O Náutico imortalizou um de seus ídolos na manhã deste sábado. O ex-goleiro Djalma faleceu em agosto de 2012, mas fez um último pedido. Queria que suas cinzas fossem depositadas em uma das barras do estádio dos Aflitos. Ao saber do pedido, o presidente do clube, Paulo Wanderley, não pensou duas vezes e pediu que a cerimônia fosse organizada.

Djalma só ganhou um título com a camisa do Náutico, mas suas atuações enchem de orgulho não apenas quem o viu jogar. Quem não viu, guarda as histórias com carinho. Com ele, o Náutico conquistou o Campeonato Pernambucano de 1939, o segundo título do Timbu até aquele momento.

Djalma Cinzas Náutico  (Foto: Lucas Liausu)Família de ex-goleiro Djalma acompanhou a cerimônia sob uma das barras dos Aflitos (Foto: Lucas Liausu)
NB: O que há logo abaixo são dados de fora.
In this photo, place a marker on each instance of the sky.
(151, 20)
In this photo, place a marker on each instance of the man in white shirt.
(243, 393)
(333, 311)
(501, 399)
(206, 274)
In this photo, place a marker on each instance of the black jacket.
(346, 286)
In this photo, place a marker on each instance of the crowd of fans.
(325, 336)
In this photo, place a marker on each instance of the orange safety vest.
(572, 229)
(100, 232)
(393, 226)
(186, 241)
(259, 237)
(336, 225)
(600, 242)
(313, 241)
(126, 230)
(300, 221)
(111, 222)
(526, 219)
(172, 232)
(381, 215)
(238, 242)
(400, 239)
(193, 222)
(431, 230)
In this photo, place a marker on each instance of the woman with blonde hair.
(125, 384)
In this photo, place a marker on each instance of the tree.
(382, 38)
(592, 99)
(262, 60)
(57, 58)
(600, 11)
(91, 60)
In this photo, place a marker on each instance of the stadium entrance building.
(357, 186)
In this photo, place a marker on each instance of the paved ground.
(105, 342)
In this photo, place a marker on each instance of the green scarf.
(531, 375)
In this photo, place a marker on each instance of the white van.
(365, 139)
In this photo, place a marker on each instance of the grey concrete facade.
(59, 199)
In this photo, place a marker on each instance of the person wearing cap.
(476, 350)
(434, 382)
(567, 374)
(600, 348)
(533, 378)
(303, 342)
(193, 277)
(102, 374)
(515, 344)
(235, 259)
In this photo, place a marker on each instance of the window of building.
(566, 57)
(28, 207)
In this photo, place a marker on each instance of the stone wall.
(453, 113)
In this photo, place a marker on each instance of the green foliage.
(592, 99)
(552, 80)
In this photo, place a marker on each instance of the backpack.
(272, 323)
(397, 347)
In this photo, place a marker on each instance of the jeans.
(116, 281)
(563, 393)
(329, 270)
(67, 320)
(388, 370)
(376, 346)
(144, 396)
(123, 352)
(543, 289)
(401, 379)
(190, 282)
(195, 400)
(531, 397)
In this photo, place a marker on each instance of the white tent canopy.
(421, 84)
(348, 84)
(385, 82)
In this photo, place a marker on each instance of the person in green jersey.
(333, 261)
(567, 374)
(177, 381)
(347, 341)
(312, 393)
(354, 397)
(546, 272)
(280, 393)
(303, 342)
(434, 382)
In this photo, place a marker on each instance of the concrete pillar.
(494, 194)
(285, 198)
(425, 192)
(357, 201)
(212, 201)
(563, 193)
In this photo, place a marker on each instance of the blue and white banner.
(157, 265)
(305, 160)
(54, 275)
Apesar de não ter visto Djalma jogar, Paulo Wanderley se emociona quando fala do arqueiro.

– Tive pouco contato com Djalma, mas pelo que ouvi e conheci era um cara de um caráter extraordinário. Um atleta excepcional. Foi um dos poucos que nunca recebeu salário aqui, mas que fazia questão de defender essas cores. Só temos a agradecer a ele por tudo que representou ao Náutico.

Outro alvirrubro que fala com propriedade sobre Djalma é o ex-presidente Gustavo Krause, que tornou-se amigo do ídolo apesar de serem de gerações completamente diferentes. O pai de Krause, o ex-atacante Bidu Krause, foi companheiro do ex-goleiro com a camisa alvirrubra.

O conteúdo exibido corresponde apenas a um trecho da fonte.